In a much discussed blog post, Evan Soltas pointed out that this growth may have been the product of a controversial strategy known as “nominal GDP targeting,” where a central bank picks an annual growth figure, and tries to hit it whether through inflation, or by expanding the real economy. The idea is to prevent private debts from crashing the economy by making sure incomes steadily rise, even if real growth slows down a bit.
As Soltas’ graphs below show, Israel’s real GDP and inflation have moved in opposite directions, while its nominal GDP has hovered right around 6.5 percent per year.

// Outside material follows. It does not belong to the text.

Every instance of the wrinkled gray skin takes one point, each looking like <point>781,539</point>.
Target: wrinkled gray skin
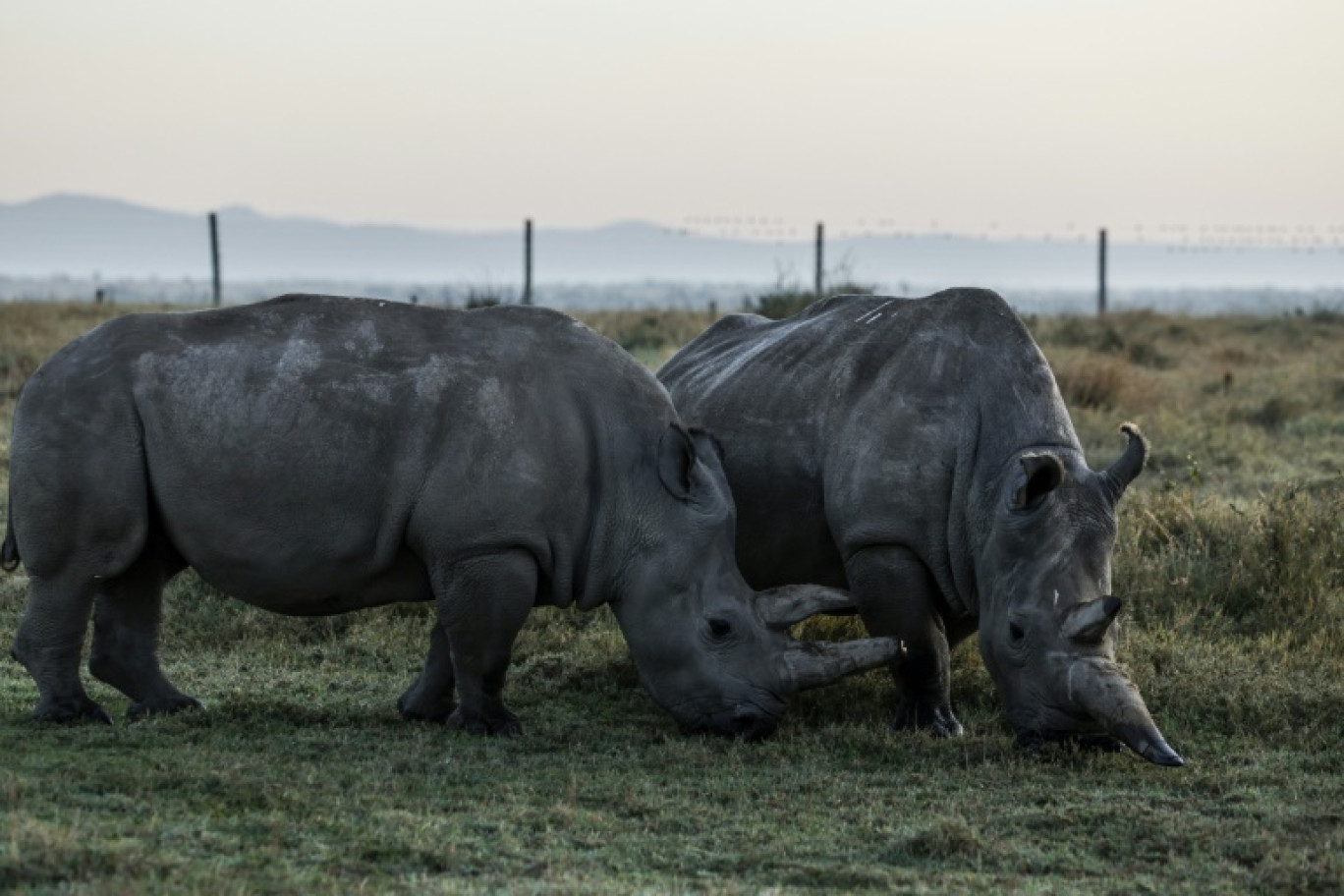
<point>316,456</point>
<point>919,453</point>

This is a strategy that many, including The Atlantic‘s Matt O’Brien, have hoped the Fed would pursue to rev up our own economy. But as of now, that seems like a remote possibility.
MORE THAN CULTURE
So in a sense, Romney had a point. Culture has been a big factor in Israel’s success. Its openness to immigrants and the ingenuity of its entrepreneurs have played a role in its economic renaissance. But unless you lump your feelings about about government spending as a percentage of GDP, public-private partnerships, and NGDP targeting under the header of culture – and who knows, you might – then that’s only part of the explanation. Rather, Israel’s government has gotten better over time at learning when it needs to get out of the way, and knowing when it needs to step in and lend the private economy a hand, when it needs to tackle a problem like inflation, and when a little bit could be good for growth. It’s figured out how to be flexible. That’s a lesson some of our own policy makers could probably use, too.